A como pudo se levantó del piso, sacudió su cabello y tronó sus manos y cuello, debía comenzar otra vez como siempre se comenzaban sus días: de cero. Resignado salió al pequeño patio por una cubeta con detergente y por una escoba, no sabía exactamente por dónde empezar, pues las patas de sus perros habían pisado el vómito de él yendo a esparcirlo por todo el piso, pero, qué más daba, «total, es mío», pensó, y así fuera del mismo pontífice o de la maestra de Teoría literaria que tanto le gustaba, jamás lo limpiaría, aunque había pensado contratar a alguien que lo ayudara, que le hiciera de comer a ver si así ya se animaba a no dejar enfriar la sopa, alguien que limpiara su desastre, pero de tan solo saber cómo era, sabía, sin tenerlo que pensar mucho, que nadie se atrevería a asumir esa tarea porque ¿quién va a querer estar con un borrachote limpiando sus vómitos además de las cagadas de sus perros?, qué más daba, él solamente quería limpiarlo todo y salir para saber qué había pasado con la mujer de las películas, necesitaba ir y saber si Jimena se las había dado, lo que habría dicho y, al menos, saber si se había emocionado.

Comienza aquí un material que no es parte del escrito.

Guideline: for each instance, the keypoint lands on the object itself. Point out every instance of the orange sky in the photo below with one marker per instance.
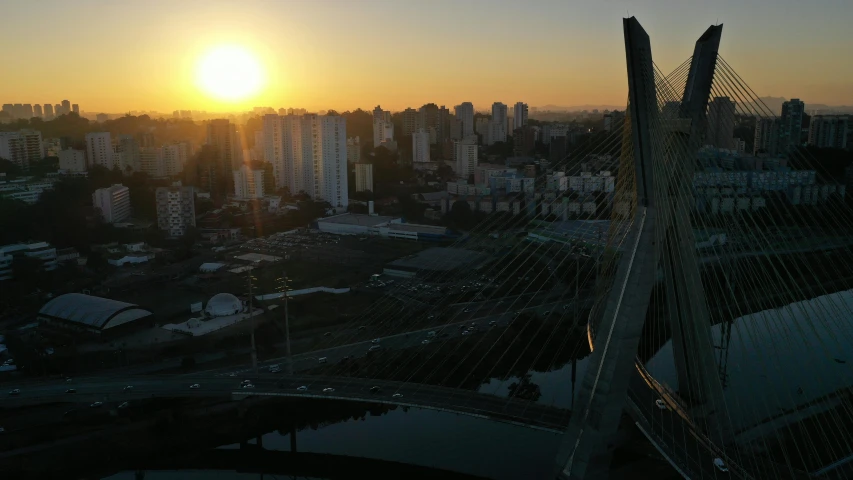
(121, 56)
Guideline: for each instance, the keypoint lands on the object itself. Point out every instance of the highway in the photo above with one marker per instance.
(112, 393)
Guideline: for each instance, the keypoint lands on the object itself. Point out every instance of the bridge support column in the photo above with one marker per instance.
(587, 444)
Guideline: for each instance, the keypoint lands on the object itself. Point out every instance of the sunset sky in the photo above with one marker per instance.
(121, 55)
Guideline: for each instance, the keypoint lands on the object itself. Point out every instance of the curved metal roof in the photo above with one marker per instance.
(88, 310)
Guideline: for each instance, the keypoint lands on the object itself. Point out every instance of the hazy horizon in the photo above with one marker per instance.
(119, 57)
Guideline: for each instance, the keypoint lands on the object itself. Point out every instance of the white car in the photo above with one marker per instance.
(720, 465)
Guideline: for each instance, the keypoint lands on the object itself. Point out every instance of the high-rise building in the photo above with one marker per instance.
(222, 136)
(354, 150)
(828, 131)
(175, 209)
(114, 202)
(420, 147)
(22, 148)
(130, 159)
(99, 149)
(383, 128)
(72, 160)
(363, 177)
(519, 116)
(248, 183)
(174, 157)
(791, 124)
(721, 123)
(410, 121)
(466, 158)
(766, 138)
(308, 154)
(465, 112)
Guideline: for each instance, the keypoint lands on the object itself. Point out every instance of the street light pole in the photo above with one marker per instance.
(287, 328)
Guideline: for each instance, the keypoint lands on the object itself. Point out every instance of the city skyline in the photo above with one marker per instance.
(326, 54)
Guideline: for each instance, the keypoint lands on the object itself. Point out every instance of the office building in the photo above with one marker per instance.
(175, 209)
(828, 131)
(383, 129)
(114, 203)
(420, 147)
(308, 155)
(363, 177)
(519, 116)
(72, 160)
(466, 158)
(465, 112)
(222, 136)
(99, 149)
(410, 121)
(174, 158)
(248, 183)
(791, 125)
(354, 150)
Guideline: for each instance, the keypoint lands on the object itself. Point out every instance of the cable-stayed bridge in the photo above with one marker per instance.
(743, 359)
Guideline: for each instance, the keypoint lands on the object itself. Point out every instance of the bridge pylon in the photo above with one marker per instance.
(660, 236)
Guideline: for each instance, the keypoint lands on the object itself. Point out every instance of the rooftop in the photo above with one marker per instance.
(357, 219)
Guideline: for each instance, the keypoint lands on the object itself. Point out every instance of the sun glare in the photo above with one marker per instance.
(229, 73)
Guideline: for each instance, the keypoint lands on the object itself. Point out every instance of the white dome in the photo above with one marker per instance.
(223, 304)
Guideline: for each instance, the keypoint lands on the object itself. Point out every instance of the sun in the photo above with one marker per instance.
(229, 72)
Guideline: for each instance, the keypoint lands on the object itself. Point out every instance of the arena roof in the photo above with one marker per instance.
(92, 312)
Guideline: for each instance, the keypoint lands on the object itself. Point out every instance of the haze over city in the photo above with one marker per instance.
(115, 57)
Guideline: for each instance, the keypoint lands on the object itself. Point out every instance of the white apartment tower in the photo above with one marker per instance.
(465, 113)
(466, 158)
(383, 129)
(363, 177)
(113, 201)
(248, 183)
(175, 210)
(309, 154)
(519, 115)
(99, 149)
(420, 146)
(72, 160)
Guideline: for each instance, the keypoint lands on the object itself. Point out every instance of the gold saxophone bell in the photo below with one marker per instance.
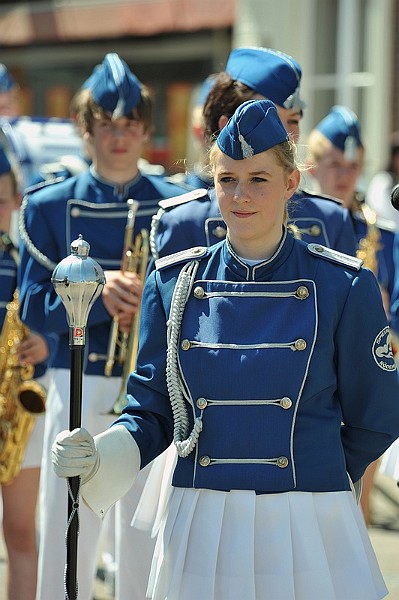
(21, 398)
(122, 346)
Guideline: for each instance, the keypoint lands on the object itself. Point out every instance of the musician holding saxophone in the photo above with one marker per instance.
(116, 119)
(336, 155)
(21, 430)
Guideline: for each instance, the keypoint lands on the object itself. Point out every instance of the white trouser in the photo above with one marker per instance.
(133, 548)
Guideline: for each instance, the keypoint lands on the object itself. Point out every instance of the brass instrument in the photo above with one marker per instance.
(21, 398)
(122, 346)
(369, 245)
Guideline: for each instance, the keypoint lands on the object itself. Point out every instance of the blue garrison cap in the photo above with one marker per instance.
(5, 166)
(114, 87)
(254, 128)
(271, 73)
(341, 126)
(87, 84)
(206, 87)
(7, 83)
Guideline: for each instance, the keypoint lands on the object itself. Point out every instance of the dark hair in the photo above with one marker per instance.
(225, 96)
(87, 110)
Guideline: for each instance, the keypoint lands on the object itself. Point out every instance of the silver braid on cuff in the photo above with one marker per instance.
(31, 248)
(184, 443)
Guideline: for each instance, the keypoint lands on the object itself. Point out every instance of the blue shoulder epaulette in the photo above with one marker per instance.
(182, 199)
(182, 256)
(334, 256)
(41, 184)
(385, 224)
(306, 194)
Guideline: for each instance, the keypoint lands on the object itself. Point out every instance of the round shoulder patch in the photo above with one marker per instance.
(382, 351)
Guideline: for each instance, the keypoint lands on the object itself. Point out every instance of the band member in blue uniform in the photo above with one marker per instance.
(261, 506)
(20, 479)
(253, 73)
(117, 120)
(9, 94)
(335, 158)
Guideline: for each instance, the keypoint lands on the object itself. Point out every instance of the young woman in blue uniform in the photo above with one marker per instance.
(246, 361)
(19, 495)
(116, 121)
(254, 73)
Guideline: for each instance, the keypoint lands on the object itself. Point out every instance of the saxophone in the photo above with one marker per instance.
(21, 398)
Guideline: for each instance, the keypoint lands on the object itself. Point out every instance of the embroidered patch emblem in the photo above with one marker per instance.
(382, 351)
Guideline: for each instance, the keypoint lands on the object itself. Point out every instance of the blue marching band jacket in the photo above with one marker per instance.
(279, 376)
(195, 220)
(9, 259)
(53, 216)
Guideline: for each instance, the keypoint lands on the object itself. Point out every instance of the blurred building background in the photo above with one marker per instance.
(348, 50)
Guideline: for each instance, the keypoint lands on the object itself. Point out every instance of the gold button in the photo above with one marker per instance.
(286, 402)
(219, 232)
(282, 462)
(315, 230)
(202, 403)
(300, 344)
(185, 345)
(302, 292)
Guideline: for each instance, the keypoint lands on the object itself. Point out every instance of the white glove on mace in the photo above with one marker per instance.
(74, 453)
(107, 464)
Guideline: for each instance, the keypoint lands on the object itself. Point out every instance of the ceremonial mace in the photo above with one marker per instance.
(78, 280)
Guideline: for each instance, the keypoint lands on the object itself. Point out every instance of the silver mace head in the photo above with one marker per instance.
(78, 280)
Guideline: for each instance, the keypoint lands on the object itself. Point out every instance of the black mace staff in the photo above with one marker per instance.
(78, 280)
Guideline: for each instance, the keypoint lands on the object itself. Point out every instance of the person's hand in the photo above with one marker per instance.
(74, 453)
(122, 296)
(33, 349)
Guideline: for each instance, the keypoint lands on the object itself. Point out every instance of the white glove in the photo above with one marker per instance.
(74, 453)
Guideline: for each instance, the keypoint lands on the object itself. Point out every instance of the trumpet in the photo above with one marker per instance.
(122, 346)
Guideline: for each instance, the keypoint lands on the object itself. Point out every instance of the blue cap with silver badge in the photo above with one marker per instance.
(5, 166)
(255, 127)
(341, 126)
(7, 83)
(271, 73)
(114, 87)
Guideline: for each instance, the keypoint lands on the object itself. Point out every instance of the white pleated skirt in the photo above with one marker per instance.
(390, 461)
(239, 546)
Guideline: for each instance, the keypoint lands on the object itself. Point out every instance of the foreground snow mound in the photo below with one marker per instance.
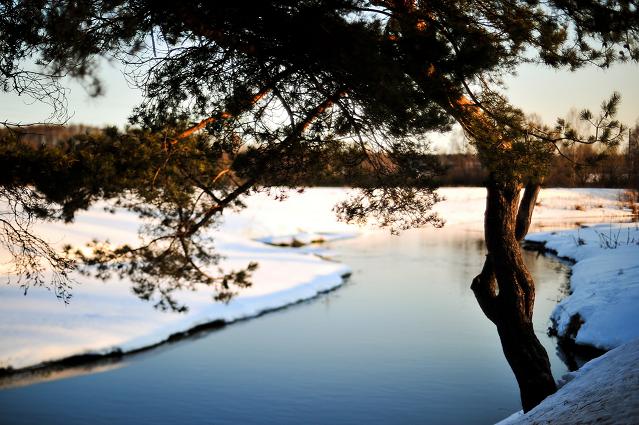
(604, 391)
(601, 310)
(105, 317)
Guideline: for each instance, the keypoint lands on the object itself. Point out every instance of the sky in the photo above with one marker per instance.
(540, 90)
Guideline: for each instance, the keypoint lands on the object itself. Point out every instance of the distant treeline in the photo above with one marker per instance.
(580, 166)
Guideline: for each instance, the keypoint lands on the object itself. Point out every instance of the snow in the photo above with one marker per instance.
(604, 283)
(604, 391)
(105, 316)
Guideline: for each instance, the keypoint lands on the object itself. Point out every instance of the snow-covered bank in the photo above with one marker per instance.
(604, 391)
(104, 316)
(601, 309)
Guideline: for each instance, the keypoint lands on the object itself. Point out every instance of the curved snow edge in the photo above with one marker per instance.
(604, 390)
(257, 306)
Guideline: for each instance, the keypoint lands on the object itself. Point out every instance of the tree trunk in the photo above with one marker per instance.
(505, 289)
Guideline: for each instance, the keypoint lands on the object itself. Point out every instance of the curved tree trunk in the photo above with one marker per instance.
(505, 289)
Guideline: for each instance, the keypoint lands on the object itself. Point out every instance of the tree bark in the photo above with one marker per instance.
(505, 289)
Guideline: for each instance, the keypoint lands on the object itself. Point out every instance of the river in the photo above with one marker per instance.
(403, 341)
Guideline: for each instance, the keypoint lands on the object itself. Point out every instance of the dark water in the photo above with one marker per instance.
(403, 342)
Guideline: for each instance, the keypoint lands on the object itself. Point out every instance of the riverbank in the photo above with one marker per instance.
(600, 311)
(107, 318)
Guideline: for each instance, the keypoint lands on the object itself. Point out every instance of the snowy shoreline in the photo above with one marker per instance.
(107, 318)
(601, 312)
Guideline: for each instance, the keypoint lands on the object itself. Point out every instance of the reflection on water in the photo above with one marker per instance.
(404, 341)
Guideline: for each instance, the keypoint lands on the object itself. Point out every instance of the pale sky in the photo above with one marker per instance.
(546, 92)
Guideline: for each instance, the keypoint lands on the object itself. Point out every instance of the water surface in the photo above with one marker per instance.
(402, 342)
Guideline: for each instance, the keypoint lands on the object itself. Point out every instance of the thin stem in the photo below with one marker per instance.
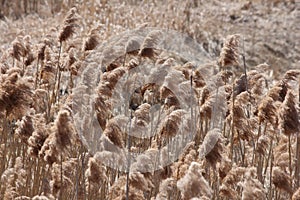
(128, 158)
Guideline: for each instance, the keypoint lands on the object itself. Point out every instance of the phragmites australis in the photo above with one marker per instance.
(281, 180)
(211, 147)
(267, 111)
(95, 173)
(61, 138)
(166, 189)
(18, 49)
(193, 184)
(133, 46)
(15, 95)
(150, 44)
(25, 128)
(229, 53)
(69, 25)
(93, 39)
(252, 187)
(289, 119)
(113, 132)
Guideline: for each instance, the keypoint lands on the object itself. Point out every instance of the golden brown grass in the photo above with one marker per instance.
(247, 142)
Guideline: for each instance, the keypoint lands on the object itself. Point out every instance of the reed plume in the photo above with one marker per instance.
(229, 53)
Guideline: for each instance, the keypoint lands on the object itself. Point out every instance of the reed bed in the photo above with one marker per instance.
(240, 98)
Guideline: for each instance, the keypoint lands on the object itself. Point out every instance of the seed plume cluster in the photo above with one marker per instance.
(102, 100)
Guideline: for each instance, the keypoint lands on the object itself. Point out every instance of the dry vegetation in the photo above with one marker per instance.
(246, 87)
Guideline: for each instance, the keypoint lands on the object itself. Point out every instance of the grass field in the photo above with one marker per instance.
(149, 99)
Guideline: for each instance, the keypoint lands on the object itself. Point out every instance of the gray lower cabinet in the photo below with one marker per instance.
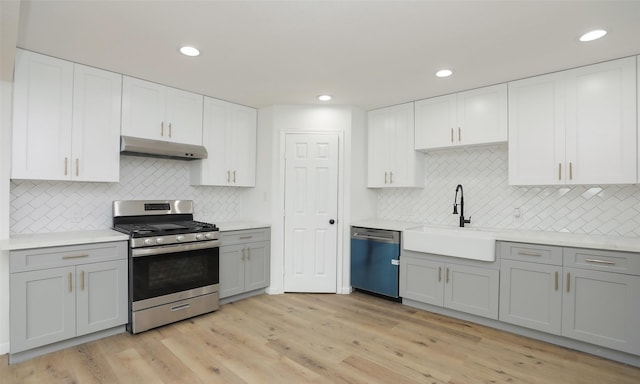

Limpió sus desgracias, después fue a tomar su saco negro y sus lentes medio rotos, mismos que sacudió, revisó y con una mueca de desaprobación se los puso, dejó a sus perros comiendo y se marchó para ver a Jimena. El día regresaba a ser siempre el mismo, las persecuciones también, no había una singularidad en su vida, su vida se encontraba mórbida, las cosas no le salían como deseaba y es que tampoco las intentaba más de dos veces, aunque, en esa ocasión, si la cosas salían mal con la mujer del sombrero y le perdonaba su atrevimiento sin meterlo a la cárcel, él podría comprarle un videoclub completo e invitarla a salir. Eso no era en sí un plan pues no estaba planeado en absoluto, medio se podía imaginar la escena catastrófica de hablarle tartamudeando, como aquella ocasión en la que se encontró con Verónica y fueron tantos sus nervios que terminó escupiéndola, sin embargo, si eso pasaba con la chica del sombrero, él ya estaba preparado mentalmente para la resignación y la vergüenza, así que, viéndolo de ese modo positivo, nada podía salir tan mal y no tenía nada que perder, «ces’t la jodida vie».
Logró salir de su casa y de su cuadra, siempre cabizbajo intentando ocultarse en sí mismo, a veces usaba las gafas negras junto con su boina para disimular y que, de ese modo, pudiera despistarlos haciendo más tiempo entre que veían si era o no él, si era acaso Rinaldi.